Since assuming office, Mahat launched a survey of government schools to ensure the incentives of free textbooks and lunch were effective, and supported enrolment.

“The number of students has actually gone up since we started regular surveys,” says Mahat, but there is a budget constraint.

Lack of resources is also affecting expansion of the airport, and other infrastructure upgrades. Sejuwal’s dream project is to build a Ring Road to link remote settlements to the market in town and turn Jumla into a “smart city”.

“For me, a smart city is more about the consciousness to serve the people in need. It is about providing quality service to citizens, which requires every government worker to complete their duty,” Seujwal adds.

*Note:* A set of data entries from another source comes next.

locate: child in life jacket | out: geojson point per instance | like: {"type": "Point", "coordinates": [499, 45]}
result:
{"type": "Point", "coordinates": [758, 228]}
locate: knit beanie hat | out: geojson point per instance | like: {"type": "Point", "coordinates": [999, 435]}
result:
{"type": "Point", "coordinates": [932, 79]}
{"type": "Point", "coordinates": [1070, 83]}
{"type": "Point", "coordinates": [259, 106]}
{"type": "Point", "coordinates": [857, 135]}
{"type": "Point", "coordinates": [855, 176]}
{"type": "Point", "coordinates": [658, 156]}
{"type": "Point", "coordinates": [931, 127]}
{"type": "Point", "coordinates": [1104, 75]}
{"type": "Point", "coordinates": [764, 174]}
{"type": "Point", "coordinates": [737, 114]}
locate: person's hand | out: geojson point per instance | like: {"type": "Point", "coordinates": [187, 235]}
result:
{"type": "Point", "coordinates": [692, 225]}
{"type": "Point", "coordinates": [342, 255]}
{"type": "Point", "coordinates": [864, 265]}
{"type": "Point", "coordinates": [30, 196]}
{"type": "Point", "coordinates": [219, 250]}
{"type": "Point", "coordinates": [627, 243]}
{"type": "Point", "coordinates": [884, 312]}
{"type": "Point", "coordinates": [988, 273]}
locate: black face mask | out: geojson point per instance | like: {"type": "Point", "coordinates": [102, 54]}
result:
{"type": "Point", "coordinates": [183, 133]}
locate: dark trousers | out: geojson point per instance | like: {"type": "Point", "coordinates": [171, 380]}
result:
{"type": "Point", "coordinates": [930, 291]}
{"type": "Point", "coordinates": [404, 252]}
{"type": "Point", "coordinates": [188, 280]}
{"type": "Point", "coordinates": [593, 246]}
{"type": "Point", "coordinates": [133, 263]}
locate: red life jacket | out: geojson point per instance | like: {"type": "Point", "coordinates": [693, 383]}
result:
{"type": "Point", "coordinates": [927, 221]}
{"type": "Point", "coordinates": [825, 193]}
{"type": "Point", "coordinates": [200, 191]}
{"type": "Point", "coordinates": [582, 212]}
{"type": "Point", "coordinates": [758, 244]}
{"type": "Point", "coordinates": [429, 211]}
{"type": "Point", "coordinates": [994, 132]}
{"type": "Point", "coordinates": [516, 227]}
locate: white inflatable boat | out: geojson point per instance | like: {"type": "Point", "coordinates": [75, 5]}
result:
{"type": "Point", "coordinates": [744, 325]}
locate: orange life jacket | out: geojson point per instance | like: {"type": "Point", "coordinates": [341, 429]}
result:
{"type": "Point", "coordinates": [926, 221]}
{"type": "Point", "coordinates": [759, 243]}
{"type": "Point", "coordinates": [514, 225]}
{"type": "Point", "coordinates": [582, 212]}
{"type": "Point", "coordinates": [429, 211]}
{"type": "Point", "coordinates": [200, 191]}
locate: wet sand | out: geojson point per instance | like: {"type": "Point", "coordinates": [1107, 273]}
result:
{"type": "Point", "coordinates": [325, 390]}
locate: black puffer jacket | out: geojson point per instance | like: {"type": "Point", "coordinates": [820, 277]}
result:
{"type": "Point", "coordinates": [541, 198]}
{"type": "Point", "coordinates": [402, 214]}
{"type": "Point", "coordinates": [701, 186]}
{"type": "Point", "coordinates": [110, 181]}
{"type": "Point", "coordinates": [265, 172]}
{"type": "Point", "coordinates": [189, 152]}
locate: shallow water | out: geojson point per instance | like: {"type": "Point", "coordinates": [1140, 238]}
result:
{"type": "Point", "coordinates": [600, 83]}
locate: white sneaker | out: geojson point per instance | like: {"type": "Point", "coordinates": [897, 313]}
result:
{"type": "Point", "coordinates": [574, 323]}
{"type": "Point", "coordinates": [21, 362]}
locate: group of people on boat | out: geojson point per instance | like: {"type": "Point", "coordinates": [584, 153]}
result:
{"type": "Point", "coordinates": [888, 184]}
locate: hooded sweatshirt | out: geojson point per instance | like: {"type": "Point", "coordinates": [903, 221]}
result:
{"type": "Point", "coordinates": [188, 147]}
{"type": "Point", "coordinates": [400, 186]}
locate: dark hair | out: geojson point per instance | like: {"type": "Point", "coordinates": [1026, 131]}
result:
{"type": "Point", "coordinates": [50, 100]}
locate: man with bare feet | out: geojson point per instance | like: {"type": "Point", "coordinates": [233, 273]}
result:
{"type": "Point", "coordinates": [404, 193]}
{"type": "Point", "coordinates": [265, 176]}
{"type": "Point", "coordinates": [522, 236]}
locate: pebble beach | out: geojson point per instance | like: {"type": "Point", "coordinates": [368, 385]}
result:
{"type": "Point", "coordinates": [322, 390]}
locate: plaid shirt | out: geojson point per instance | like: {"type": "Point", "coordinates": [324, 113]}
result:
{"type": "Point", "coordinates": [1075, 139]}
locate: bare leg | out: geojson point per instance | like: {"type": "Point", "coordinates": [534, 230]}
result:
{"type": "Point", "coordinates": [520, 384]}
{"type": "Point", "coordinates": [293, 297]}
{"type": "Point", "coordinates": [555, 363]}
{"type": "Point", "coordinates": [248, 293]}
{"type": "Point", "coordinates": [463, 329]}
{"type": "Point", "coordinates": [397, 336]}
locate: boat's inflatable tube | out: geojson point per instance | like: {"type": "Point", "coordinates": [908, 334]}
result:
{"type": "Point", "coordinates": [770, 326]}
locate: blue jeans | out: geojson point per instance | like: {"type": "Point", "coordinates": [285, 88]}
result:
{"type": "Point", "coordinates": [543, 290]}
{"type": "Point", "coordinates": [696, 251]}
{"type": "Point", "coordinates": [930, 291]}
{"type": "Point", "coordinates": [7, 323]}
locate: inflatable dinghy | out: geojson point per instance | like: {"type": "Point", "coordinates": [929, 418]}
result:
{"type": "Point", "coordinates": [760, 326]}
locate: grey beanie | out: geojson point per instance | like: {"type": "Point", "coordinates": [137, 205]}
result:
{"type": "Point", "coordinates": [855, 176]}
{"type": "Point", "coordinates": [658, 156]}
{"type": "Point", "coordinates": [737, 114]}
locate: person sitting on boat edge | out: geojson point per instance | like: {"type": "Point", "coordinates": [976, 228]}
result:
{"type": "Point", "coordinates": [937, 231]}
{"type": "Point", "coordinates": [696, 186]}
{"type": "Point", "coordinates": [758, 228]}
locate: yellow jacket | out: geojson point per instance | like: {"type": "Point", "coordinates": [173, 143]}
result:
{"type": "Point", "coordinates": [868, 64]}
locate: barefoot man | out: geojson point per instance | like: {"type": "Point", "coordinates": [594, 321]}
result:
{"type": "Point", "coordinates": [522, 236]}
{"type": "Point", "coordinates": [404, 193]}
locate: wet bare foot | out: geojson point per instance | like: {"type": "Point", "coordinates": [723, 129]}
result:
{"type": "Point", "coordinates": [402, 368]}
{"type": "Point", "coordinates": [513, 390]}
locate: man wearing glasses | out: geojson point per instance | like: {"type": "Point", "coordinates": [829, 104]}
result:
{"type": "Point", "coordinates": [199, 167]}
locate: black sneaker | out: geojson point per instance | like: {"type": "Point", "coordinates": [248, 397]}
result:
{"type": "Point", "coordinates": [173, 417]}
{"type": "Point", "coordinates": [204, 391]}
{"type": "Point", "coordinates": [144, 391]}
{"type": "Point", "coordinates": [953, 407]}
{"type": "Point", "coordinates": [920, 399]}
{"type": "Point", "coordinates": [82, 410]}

Some recent infrastructure development projects like the irrigation canals, and distribution of free seeds to single women farmers, have raised incomes. Under the Mayor Employment Program, there is technical training in machinery maintenance, skills development in dairy products, weaving Dhaka, making potato chips and apple jam.

Together, the mayor and her deputy have been working as a bridge to make local women independent and vocal, through interactions on Women's Rights, Domestic Violence, Political leadership.

Sejuwal believes that the best thing about having women in leadership positions is that it provides other women access. "I remember the time when I used to wait for CDOs at the gate, but now a woman in my municipality can come to me directly and talk to me. This has brought involvement and opportunity, as they are open to sharing their problems because they trust us.”